Saturday, 14 January 2017

Plaza de la Catedral

Plaza de la Catedral (Cathedral Square) once occupied a lowly quarter where rainwater and refuse collected.  It was originally known as the Plazuela de la Cienaga - Little Square of the Swamp.  A cistern was built in 1587, and only in the following century was the area drained.

Catedral San Cristobal de la Habana (St.
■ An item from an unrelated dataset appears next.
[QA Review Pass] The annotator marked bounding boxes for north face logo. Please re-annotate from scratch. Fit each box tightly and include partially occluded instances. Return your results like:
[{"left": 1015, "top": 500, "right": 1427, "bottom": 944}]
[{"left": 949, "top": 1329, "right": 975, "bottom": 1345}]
Christopher's Cathedral) is the focal building in Plaza de la Catedral.  It was initiated by the Jesuits in 1748, who were kicked out of Cuba in 1767 but the building was finished in 1777.  The baroque facade is adorned with clinging columns - the Cuban novelist Alejo Carpentier referred to the facade as "music turned to stone".  A royal decree in 1793 elevated the church to a cathedral.
Columns divide the rectangular church into three naves.  The neoclassical main altar is simple and made of wood; the murals above it are by Italian painter Guiseppe Perovani.






Plaza de la Catedral has a home of a former slave trader, built in 1741.  Currently it houses a small post office as it has since 1821 - Cuba's first post office.  The mailbox is set into the wall, a grotesque face of a tragic Greek mask carved into stone, with a scowling mouth as its slit.

A life-size bronze statue of Spanish flamenco dancer Antonio Gades (1936-2004) leans against a column in Plaza de la Catedral.

The back of Casa deal Marques de Arcos, which was built in 1740, is also found in Plaza de la Catedral.  When you're inside the building and looking out the front door this is what you see - which opens up to the Mural Artistico-Historico, painted by Cuban artist Andres Carrillo.